It is part of the common sales practice to offer something for free or heavily discounted to get the initial momentum and raise the profile of a new entry in the marketplace. This also acts as a reward for the early adopters of any product and this phase of the sales process is most definitely the easier phase, after all, why wouldn’t you want something for nothing?
The trickier subsequent phase is tweaking the price to both maintain custom and perceived value. If an item is pitched too low then early engagement activity is likely to be higher at least to the point of signing up for the course, however the lower the perceived value of a course the higher the risk a student won’t even start let alone complete the course. With a low value item there is a higher risk “exercise bike syndrome” might take hold. If on the other hand I priced my course too high then the traditional value judgement factors tend to kick-in, the individual’s budget constraints will take precedence and purchase interest is lost.

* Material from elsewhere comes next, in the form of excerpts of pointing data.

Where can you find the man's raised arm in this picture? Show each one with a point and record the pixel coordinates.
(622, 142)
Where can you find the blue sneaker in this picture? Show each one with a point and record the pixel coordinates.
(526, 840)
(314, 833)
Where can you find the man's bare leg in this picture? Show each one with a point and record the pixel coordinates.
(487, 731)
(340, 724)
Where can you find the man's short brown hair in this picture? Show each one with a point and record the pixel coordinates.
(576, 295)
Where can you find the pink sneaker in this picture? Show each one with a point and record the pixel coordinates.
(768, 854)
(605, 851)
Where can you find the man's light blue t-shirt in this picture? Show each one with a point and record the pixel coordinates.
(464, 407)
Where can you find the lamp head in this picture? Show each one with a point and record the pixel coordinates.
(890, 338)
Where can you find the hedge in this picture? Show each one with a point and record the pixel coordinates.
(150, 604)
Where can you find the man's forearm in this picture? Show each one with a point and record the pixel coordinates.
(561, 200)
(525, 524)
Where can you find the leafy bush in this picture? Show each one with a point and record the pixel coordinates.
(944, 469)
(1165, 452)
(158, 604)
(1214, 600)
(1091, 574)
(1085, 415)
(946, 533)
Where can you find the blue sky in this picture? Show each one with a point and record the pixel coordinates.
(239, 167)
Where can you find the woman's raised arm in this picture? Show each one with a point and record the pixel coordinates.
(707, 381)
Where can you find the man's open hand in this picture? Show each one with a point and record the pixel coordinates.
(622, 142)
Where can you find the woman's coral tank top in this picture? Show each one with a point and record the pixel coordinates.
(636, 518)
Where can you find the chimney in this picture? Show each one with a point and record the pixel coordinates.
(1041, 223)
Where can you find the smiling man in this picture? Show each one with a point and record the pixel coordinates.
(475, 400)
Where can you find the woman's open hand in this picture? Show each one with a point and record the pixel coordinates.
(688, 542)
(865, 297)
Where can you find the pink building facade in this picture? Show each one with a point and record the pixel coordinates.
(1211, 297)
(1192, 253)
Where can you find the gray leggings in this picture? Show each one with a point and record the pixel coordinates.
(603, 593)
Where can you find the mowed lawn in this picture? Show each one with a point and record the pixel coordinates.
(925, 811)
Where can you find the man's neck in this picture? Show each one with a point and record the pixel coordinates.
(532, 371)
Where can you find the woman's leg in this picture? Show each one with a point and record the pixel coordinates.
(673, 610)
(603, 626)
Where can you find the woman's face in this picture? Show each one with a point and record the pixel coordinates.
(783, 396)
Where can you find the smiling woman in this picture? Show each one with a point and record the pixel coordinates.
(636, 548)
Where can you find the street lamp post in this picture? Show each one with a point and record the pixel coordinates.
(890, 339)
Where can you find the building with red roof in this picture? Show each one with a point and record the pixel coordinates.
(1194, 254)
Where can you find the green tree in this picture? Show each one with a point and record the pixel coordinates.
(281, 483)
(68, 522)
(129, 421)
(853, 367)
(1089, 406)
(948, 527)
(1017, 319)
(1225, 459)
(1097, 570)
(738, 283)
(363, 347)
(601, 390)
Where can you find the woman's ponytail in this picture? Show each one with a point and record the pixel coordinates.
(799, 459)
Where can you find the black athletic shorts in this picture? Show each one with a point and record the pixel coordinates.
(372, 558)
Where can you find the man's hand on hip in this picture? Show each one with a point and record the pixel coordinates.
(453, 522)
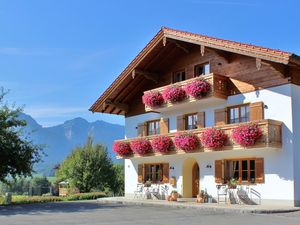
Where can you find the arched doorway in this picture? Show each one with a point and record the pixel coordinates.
(190, 178)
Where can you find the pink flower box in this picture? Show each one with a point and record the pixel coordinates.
(213, 138)
(174, 94)
(246, 135)
(161, 144)
(122, 148)
(197, 88)
(187, 142)
(141, 146)
(153, 99)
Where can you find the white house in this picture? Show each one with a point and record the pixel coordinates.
(248, 85)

Interestingly this higher price cut-off does not always apply. Often a premium priced item has to be pitched at extortionate levels in order to remain part of the perceived premier league products. In fact part of the reason customers make the purchase is because it is so highly priced. If and when questioned as to why they bought said item, the victim of such marketing psychology will vigorously defend their decision to buy, in order to not loose face and even convince themselves it was a good decision, which just perpetuates the sales process.
Sales if most definitely a balance of art and science, it is not a simple affair by any means and requires a lot of experimentation and insight. Something I am hopefully getting to grips with and it will no doubt become a much larger part of my life if I am to succeed.